Am Abend kletterte Kitiara die Leiter zu ihrer Schlafstatt hoch und warf einen Blick auf ihr altes Quartier. Groß war es ihr noch nie vorgekommen, wenigstens hatte es ihr früher ein bißchen Ruhe beschert. Doch jetzt wirkte es eng und schäbig. Todmüde streckte sie sich auf ihrem Strohsack aus und bemerkte dabei selbst, daß sie in den letzten paar Monaten gewachsen war, denn ihre Füße hingen gut zwei Fingerbreit über den Bettrand.

Von unten hörte Kit, wie Raistlin sich im Schlaf herumwarf und stöhnte. Die Jungen waren länger aufgeblieben als gewöhnlich und waren sehr müde, als sie sich schließlich hinlegten. Raist bekam dann oft Alpträume. Kit hörte, wie Caramon aufstand, um zu Raistlin ins Bett zu klettern und ihn zu beruhigen.

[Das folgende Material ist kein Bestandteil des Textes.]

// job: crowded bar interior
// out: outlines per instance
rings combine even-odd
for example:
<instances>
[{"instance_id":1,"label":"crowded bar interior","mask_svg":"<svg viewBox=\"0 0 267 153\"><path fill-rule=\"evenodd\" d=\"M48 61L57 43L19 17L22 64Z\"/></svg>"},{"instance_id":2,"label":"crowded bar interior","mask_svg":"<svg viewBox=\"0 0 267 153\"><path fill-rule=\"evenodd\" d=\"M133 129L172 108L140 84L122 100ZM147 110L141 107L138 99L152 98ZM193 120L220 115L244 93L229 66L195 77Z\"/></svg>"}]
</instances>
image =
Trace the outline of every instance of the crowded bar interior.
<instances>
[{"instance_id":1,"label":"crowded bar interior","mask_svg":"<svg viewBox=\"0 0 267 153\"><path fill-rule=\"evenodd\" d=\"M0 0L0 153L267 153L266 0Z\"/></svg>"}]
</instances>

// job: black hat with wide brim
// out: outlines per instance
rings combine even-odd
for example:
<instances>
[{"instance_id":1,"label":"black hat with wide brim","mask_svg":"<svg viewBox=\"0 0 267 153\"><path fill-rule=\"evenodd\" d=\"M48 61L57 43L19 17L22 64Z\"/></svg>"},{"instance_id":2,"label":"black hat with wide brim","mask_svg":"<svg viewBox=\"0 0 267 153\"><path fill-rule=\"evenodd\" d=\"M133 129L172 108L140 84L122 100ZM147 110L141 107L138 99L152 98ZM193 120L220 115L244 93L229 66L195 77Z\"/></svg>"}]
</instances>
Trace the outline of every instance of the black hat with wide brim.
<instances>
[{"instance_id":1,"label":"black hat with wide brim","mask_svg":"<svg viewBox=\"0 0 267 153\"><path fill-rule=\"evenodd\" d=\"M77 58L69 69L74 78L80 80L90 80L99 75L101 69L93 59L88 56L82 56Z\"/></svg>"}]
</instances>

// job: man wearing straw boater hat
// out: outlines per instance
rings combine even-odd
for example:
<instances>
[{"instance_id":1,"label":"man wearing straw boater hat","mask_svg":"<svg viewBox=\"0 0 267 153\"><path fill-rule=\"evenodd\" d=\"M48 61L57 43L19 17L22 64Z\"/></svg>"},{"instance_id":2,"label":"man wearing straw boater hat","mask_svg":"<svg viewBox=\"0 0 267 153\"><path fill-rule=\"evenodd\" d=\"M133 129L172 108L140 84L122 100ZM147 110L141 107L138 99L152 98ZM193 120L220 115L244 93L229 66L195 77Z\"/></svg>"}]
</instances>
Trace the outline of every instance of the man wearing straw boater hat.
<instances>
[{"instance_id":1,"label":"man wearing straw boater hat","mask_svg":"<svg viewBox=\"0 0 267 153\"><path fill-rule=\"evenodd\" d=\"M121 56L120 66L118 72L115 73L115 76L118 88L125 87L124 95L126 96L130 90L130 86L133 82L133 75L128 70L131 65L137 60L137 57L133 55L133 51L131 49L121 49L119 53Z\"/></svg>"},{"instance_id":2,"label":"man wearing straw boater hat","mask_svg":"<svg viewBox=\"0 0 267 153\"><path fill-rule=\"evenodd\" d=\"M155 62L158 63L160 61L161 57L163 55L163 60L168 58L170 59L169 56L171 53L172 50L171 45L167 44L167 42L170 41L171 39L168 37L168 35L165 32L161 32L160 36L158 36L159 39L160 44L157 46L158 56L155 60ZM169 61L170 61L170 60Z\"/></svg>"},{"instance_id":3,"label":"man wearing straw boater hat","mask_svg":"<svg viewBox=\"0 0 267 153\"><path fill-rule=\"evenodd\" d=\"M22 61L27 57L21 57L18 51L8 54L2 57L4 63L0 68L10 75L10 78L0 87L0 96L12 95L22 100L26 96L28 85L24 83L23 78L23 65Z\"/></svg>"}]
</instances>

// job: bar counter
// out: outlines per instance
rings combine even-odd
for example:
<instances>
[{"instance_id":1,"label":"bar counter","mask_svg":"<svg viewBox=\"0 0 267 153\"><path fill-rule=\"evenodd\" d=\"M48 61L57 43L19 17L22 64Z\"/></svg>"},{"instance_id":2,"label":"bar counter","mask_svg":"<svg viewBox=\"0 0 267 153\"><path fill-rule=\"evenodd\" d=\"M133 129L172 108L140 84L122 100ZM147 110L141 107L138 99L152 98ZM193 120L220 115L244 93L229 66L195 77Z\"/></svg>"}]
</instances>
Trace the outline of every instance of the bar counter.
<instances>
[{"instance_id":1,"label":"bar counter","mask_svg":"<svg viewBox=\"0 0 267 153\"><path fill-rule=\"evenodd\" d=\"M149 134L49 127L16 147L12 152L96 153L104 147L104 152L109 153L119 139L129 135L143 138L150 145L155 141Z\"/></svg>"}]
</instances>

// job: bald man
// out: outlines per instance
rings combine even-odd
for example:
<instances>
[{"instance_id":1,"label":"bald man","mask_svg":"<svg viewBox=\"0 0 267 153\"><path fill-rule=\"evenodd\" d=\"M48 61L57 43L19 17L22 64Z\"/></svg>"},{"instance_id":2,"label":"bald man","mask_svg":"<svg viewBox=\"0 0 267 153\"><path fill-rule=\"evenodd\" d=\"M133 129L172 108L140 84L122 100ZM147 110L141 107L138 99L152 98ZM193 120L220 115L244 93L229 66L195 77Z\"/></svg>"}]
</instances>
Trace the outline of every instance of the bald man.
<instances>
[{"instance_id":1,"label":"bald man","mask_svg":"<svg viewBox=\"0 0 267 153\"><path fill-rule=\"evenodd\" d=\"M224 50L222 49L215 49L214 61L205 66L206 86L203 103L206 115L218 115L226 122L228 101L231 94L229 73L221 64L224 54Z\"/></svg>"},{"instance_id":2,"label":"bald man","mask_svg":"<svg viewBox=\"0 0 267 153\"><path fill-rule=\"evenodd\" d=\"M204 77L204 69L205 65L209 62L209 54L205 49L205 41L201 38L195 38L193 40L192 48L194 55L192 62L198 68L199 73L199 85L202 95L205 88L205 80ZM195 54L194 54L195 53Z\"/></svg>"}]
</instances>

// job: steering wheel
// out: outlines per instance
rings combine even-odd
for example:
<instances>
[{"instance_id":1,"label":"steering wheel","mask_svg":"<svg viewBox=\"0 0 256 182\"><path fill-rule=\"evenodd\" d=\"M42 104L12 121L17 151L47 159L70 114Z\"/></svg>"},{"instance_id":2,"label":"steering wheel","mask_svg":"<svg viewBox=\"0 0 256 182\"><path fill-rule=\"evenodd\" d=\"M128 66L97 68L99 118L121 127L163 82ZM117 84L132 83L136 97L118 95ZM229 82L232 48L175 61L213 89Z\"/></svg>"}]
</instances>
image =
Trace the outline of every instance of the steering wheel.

Aus Gilons und Rosamunds Kammer kam ein rhythmisches Schlurfen. Wenn Rosamund in Trance herumwanderte, mußte ihr Gilon nachts mitunter wirklich eine Schlinge um die Hand binden und sie an den Bettpfosten fesseln. Dann lief Rosamund neben dem Bett auf und ab und murmelte die ganze Nacht vor sich hin. Heute war das offenbar wieder einmal der Fall.

Wieder daheim, dachte Kit und seufzte. Trotzdem war sie froh, in Solace zu sein – vorläufig. Sie wollte sich sofort überlegen, wie sie ihren Aufenthalt abkürzen konnte, doch bevor sie eine Lösung fand, übermannte sie der Schlaf.